Melancholy and nostalgia are striking me as soon as I reach the bellybutton of my tribe, a wannabe modern age metropolis with lesser value complexes from the communist darkness. but its not the murky history or gray zeitgeist that is hounting its streets, parking lots and rails, its my personal experience that makes me wanna cry and laugh at the same time when I see TV antenna on a mountain high above it.
I have truly experienced my heights and my lows here. When I have been just a fresh adult, with philosophers and psychedelics buzzing in my head I arrived here to build up my independency, identity and knowledge. I did succeed, but I am still doubting the choices I have made here. One might argue that there were no choices - the path was predetermined in a lot of ways. Some opportunities have been rejected, mostly due to increasing loss of confidence in people. On the other hand, I started loving and caring here again, after so long. It is here that I have decisively started to look inward, recognize the patterns of the modern age man and accept flaws and weaknesses everybody is bearing deep inside, behind the shadows of ourselves and neon-lit fog.
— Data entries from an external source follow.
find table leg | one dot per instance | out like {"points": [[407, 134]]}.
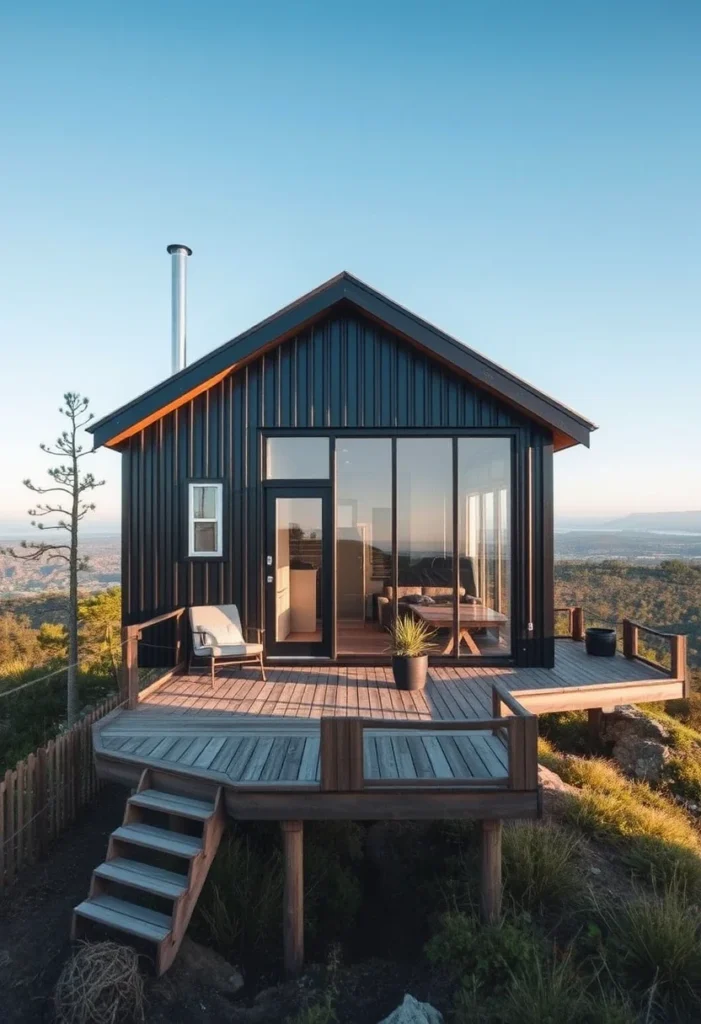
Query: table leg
{"points": [[469, 642]]}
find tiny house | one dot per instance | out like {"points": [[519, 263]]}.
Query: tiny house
{"points": [[336, 463]]}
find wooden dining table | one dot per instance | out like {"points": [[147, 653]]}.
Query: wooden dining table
{"points": [[472, 616]]}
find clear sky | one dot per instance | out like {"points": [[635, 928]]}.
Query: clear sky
{"points": [[525, 175]]}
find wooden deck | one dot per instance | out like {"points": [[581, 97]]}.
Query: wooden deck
{"points": [[576, 681], [254, 736]]}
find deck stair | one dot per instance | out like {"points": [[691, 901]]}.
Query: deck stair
{"points": [[131, 877]]}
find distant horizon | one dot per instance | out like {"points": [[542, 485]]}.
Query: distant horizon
{"points": [[14, 529]]}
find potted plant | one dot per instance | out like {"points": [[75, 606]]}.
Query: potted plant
{"points": [[409, 645]]}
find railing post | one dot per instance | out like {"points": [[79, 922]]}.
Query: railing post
{"points": [[129, 690], [516, 752], [678, 662], [629, 639]]}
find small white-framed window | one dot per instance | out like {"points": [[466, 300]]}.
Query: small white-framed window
{"points": [[205, 520]]}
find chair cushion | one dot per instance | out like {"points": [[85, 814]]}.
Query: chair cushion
{"points": [[218, 625], [227, 650]]}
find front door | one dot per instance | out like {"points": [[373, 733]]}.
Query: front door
{"points": [[298, 571]]}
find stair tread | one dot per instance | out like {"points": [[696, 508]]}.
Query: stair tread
{"points": [[126, 916], [144, 877], [159, 839], [169, 803]]}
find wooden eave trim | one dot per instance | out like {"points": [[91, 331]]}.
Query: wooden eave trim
{"points": [[568, 427]]}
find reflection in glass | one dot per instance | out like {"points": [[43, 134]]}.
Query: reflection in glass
{"points": [[484, 537], [298, 569], [363, 538], [297, 459]]}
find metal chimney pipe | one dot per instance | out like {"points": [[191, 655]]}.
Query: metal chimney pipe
{"points": [[179, 256]]}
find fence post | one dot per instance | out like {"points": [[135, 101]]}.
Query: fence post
{"points": [[629, 639], [42, 808], [577, 624], [129, 690], [678, 662]]}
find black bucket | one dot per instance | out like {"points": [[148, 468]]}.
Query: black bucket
{"points": [[601, 642]]}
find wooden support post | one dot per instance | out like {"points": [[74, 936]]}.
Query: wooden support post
{"points": [[130, 666], [490, 896], [293, 899], [594, 715], [629, 639]]}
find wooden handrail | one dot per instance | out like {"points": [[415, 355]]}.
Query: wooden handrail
{"points": [[677, 650], [129, 683]]}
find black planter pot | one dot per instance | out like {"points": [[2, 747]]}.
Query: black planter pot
{"points": [[409, 673], [601, 642]]}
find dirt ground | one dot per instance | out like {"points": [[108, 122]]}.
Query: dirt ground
{"points": [[35, 912], [35, 921]]}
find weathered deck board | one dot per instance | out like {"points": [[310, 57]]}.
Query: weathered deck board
{"points": [[251, 732]]}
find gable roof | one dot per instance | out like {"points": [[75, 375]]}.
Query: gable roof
{"points": [[568, 427]]}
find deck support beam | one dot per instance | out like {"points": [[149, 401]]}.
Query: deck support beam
{"points": [[595, 716], [490, 896], [293, 898]]}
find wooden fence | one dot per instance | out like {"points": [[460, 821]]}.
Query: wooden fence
{"points": [[44, 794]]}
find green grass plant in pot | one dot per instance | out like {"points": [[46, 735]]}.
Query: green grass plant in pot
{"points": [[409, 645]]}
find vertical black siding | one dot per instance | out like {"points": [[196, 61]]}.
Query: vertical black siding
{"points": [[344, 372]]}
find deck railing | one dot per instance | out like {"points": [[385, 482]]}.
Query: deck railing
{"points": [[131, 635], [672, 660], [343, 747]]}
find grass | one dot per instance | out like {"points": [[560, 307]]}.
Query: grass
{"points": [[654, 942], [654, 837], [539, 866]]}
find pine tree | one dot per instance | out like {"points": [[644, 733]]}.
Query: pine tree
{"points": [[67, 480]]}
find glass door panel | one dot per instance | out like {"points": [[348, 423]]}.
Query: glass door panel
{"points": [[297, 571]]}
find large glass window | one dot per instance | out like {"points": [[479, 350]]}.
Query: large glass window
{"points": [[297, 459], [425, 528], [363, 538], [484, 541]]}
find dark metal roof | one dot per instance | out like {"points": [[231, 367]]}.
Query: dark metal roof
{"points": [[570, 427]]}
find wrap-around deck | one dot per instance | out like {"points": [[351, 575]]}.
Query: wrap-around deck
{"points": [[248, 734]]}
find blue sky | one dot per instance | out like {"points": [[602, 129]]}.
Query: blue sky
{"points": [[524, 175]]}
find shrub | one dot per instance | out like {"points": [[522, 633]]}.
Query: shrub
{"points": [[548, 991], [654, 939], [568, 730], [682, 775], [539, 866], [241, 906], [333, 856], [486, 954], [100, 984]]}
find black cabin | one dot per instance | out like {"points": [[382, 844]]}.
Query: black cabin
{"points": [[338, 464]]}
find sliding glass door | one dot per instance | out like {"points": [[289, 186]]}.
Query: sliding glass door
{"points": [[409, 525]]}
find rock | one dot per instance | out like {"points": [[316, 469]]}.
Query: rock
{"points": [[413, 1012], [555, 791], [639, 742], [642, 759], [626, 719], [209, 968]]}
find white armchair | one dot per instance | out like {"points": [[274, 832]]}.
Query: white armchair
{"points": [[217, 634]]}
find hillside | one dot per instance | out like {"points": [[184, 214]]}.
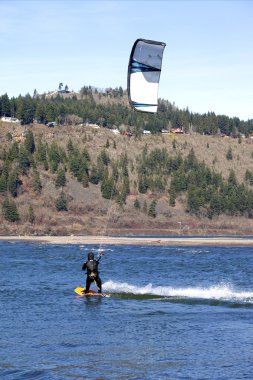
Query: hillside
{"points": [[88, 212]]}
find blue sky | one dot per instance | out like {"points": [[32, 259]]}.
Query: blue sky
{"points": [[207, 63]]}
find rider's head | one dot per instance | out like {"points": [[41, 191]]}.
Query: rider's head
{"points": [[90, 256]]}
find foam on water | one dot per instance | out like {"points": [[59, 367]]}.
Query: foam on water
{"points": [[222, 292]]}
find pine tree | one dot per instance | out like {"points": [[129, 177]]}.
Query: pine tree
{"points": [[61, 203], [152, 209], [31, 216], [61, 178], [13, 183], [10, 212], [173, 195], [94, 176], [229, 154], [36, 183], [137, 204], [29, 142]]}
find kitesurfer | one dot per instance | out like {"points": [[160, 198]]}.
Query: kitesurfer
{"points": [[91, 265]]}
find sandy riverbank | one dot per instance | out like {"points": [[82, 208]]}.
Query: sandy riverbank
{"points": [[163, 241]]}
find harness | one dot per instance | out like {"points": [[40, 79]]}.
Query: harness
{"points": [[92, 269]]}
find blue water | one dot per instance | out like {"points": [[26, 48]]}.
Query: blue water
{"points": [[175, 313]]}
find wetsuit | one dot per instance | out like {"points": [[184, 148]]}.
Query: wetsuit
{"points": [[92, 273]]}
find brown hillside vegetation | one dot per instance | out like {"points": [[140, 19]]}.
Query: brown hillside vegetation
{"points": [[89, 213]]}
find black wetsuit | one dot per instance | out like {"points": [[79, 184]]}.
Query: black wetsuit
{"points": [[92, 274]]}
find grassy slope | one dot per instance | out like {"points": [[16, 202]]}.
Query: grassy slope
{"points": [[88, 211]]}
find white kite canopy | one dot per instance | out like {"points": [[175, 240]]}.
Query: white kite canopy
{"points": [[144, 71]]}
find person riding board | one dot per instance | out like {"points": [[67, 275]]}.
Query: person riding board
{"points": [[91, 265]]}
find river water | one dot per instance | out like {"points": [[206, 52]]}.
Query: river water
{"points": [[174, 313]]}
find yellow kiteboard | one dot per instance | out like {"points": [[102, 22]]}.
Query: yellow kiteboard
{"points": [[81, 292]]}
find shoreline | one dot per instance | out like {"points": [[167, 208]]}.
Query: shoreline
{"points": [[125, 240]]}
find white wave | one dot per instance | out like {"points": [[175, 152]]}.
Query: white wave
{"points": [[223, 292]]}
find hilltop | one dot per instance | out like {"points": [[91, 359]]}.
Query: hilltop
{"points": [[122, 208]]}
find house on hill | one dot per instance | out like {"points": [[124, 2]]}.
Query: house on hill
{"points": [[10, 119]]}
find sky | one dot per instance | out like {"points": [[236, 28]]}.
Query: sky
{"points": [[207, 62]]}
So, first I was in awe at its millions of souls often functioning together as one. Then I started to despise it, and finally I settled at accepting and enjoying life as it comes. And just then, when it started to go seriously under my skin and all of my friends started telling me that I will never leave, just as hundreds of thousands stay here, whirlwind of life took me away from it.
So, I can try to fool myself that I am better off, but I love this city. I can fool myself that it would be great to live here again, but I know this is far from the truth. It is best not to overthink it, just allow this caravan of memories to pass by, maybe go for a long walk alongside its river, streets and parks, remember the good times as well as the bad ones, try to learn something through retrospection and leave life and destiny decide if I am coming back or not.
I will miss it. It will be the first time in years and years that I am really taking my anchor with me when leaving it in a couple of days.